Calculating the intersection area between two rectangles with axes not aligned
I want to calculate the intersection over union IoU between two rectangles with axes not aligned, but with an angle of the axes smaller than 30 degrees. An approximate value is also seeked. One possible solution is to check if the angle between the two rectangles is less than 30 degree and than rotate them parallel to aligne the axis. From here it is easy to calculate the IoU. Another possibility is to use monte carlo methods for the intersection ( generate a point, find if the point is under some line of one rectangle and above some line of the other), but this seems expensive because I need to use this calculation a large number of times.

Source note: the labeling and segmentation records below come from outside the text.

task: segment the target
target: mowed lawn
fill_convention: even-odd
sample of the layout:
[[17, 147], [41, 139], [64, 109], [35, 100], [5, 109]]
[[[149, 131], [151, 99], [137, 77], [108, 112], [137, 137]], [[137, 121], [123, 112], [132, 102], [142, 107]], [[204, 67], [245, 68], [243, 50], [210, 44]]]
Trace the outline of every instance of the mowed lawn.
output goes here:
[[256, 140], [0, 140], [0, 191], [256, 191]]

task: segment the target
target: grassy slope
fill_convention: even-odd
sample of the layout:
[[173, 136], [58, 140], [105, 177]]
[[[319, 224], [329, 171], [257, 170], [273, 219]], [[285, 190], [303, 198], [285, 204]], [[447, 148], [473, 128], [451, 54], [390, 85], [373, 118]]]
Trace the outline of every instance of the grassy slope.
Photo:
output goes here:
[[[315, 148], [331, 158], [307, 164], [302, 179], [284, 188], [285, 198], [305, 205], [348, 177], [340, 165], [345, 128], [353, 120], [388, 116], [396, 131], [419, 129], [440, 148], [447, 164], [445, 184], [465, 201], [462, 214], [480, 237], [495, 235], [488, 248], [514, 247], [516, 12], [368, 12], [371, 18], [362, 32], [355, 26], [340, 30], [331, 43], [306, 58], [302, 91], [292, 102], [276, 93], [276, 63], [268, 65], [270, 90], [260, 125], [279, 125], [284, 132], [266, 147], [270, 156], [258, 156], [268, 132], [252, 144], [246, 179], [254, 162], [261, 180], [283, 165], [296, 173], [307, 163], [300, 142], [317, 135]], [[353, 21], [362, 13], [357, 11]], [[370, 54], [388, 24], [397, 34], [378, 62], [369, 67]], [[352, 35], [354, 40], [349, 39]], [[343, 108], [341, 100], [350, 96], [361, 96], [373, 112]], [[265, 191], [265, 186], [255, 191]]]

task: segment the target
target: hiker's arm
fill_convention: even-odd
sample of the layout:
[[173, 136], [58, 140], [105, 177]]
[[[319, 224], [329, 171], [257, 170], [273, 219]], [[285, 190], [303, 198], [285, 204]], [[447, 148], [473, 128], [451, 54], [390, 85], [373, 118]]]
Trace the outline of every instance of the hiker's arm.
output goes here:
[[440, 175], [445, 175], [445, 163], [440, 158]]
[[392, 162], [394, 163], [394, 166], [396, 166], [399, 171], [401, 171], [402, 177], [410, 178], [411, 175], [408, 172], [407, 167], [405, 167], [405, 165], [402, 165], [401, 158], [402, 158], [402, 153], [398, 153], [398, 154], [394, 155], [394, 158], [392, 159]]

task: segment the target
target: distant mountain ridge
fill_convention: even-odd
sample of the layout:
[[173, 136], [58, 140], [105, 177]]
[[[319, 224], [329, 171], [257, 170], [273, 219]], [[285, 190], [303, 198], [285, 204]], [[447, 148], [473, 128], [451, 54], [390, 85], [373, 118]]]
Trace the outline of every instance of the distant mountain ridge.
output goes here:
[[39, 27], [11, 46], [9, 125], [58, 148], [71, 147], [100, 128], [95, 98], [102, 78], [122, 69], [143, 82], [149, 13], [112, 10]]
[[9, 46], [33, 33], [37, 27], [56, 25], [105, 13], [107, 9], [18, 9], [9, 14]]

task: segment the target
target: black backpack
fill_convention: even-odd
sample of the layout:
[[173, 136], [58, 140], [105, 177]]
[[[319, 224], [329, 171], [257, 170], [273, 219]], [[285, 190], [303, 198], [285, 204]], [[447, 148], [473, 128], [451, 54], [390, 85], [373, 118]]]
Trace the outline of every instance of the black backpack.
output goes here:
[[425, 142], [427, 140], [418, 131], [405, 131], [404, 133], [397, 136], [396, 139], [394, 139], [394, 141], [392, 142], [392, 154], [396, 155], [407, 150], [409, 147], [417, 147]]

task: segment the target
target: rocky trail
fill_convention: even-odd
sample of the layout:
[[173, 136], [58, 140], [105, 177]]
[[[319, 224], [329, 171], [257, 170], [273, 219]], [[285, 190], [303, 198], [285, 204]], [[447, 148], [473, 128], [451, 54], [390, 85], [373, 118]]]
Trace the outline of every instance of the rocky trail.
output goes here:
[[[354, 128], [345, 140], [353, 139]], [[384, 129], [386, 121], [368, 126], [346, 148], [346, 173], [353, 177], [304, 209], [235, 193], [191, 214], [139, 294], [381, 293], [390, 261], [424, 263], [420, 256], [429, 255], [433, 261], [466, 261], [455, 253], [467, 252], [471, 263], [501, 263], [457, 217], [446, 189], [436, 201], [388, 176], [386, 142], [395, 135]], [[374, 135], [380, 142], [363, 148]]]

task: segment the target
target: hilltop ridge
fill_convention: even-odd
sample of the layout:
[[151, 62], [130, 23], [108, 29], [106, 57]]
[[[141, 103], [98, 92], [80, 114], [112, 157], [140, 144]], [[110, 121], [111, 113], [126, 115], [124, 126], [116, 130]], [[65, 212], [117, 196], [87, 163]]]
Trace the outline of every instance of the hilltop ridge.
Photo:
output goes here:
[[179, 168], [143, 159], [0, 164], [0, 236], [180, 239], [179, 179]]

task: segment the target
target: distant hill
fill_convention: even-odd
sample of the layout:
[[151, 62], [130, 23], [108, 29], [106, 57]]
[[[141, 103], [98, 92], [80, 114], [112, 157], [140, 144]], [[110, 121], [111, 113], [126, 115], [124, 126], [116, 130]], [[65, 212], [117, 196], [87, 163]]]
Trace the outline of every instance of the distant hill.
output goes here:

I was hopping that there is something better out there; maybe a geometry library, or maybe an algorithm from the computer vision folks. I am trying to learn grasping positions using deep neural networks. My algorithem should predict a bounding box (rectangle) for an object in an rgb image. For any image I have also the ground truth (another rectangle) bounding box. From this two rectangles I need the IoU. Any idea?
Since you're working in Python, I think the Shapely package would serve your needs.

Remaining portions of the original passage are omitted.